Dr Firestone gathered up the photographs and passed them to Gemma. ‘It must come as a great relief,’ she said. ‘To know that your father’s account is supported by these pictures. Physical evidence doesn’t lie. It can’t perjure itself. The only thing that can go wrong is human failure to interpret it.’

Dr Firestone pressed them to stay for coffee, which they could now smell deliciously perking in the white kitchen, but Gemma wanted to go to Kit’s and Angie looked at her watch, thinking of Dreamboat. Gemma pulled out a tissue and blew her nose.

On the way down in the lift, Angie put an arm around her friend. ‘Take it easy, eh?’ she said. ‘Be careful driving home.’

But Gemma didn’t drive home; she went straight to her sister’s place. Kit let her in and Gemma could see she’d been crying.

‘What is it?’ she asked as they sat down at the kitchen table.

‘Gerald was here a while ago. It was difficult. And then it was even more difficult in the silence after he left. I’m glad you came, Gemfish.’
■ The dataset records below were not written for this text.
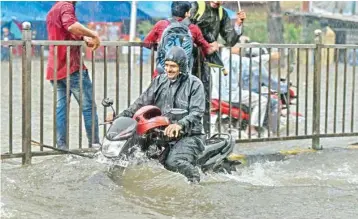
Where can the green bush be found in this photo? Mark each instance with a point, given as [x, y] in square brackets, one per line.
[144, 26]
[256, 31]
[292, 33]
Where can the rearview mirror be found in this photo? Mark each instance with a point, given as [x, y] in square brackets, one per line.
[106, 102]
[176, 114]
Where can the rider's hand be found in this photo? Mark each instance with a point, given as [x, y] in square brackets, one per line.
[241, 16]
[172, 130]
[214, 46]
[109, 117]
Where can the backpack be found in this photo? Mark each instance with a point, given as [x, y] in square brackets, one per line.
[176, 34]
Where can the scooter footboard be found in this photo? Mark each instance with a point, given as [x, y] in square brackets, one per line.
[217, 148]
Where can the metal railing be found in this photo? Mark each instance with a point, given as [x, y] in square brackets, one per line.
[125, 77]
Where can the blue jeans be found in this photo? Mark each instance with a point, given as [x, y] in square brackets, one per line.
[86, 107]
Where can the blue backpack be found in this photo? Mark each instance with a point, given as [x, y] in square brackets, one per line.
[176, 34]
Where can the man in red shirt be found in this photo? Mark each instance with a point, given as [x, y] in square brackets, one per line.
[180, 11]
[62, 24]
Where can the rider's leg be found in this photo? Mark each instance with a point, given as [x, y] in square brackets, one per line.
[183, 155]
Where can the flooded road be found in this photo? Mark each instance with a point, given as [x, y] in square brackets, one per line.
[314, 185]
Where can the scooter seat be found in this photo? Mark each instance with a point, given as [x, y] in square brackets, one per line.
[237, 110]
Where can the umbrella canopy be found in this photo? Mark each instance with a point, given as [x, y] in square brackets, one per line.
[162, 9]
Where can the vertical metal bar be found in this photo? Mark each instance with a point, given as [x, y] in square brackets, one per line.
[117, 78]
[353, 87]
[240, 92]
[55, 96]
[141, 70]
[260, 82]
[220, 80]
[279, 92]
[26, 95]
[93, 98]
[230, 87]
[306, 93]
[220, 109]
[129, 76]
[152, 63]
[250, 89]
[269, 95]
[335, 94]
[288, 94]
[344, 90]
[209, 95]
[327, 91]
[317, 92]
[42, 75]
[199, 65]
[80, 100]
[10, 97]
[68, 86]
[105, 85]
[298, 88]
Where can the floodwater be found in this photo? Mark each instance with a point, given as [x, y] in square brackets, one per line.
[313, 185]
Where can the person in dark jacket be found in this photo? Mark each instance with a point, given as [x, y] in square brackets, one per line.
[177, 89]
[180, 12]
[213, 20]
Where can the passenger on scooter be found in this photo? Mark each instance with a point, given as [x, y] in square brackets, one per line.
[177, 89]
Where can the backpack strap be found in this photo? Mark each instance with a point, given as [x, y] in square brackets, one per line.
[221, 12]
[201, 10]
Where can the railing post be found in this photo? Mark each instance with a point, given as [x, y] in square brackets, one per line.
[317, 91]
[26, 92]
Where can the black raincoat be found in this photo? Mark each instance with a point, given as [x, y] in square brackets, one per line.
[187, 92]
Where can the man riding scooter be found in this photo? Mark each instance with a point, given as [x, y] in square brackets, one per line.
[177, 89]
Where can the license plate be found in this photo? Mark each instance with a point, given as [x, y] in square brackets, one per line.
[122, 163]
‘I’ll put on the kettle,’ said Gemma and she did, then turned to face her sister. ‘I’ve just come from one of the world’s most renowned experts on bloodstain interpretation. I showed her the photographs of our mother’s crime scene. She said that the stains support our father’s account of what happened that night. She’s taken copies and will fax me a detailed report.’

Behind her, the kettle started to make the white noise of pre-boiling. Kit stared. Her eyes, freshly washed with tears, looked enormous in the clear light of the kitchen.

‘Our father was telling the truth,’ Gemma finally said. ‘All the time he was telling the truth and he’s spent thirty years—wasted thirty years of his life—in a stinking prison for a terrible thing that someone else did. Steve said he’d give a copy of the statement to the Scan expert.’ She stopped. ‘I’ll have to follow that through now,’ she said and Kit didn’t notice the sadness in her voice.

‘But the evidence,’ Kit was saying. ‘The impact splatter. That’s what they all said, the experts.’

Gemma shook her head. ‘Dr Firestone said that she could read three separate events where bleeding had occurred. Three, Kit. It’s not just a case of one impact splatter stain.’

Now the kettle was whistling shrilly and Gemma turned it off, opening cupboards, getting out the instant coffee, the sugar, the milk. It felt as if their roles were suddenly reversed, that she was the competent, older, wiser sister, with Kit the younger and more naive.

‘Don’t you see, Kit? It’s what our father always said. That he got blood on him when he cradled her in his arms. That was the second pattern Dr Firestone could see. She even mentioned a third that may relate to when our mother was stretchered.’

Kit still stared. The colour had drained from her face. ‘I don’t know what to say,’ she said. ‘I don’t know what to think.’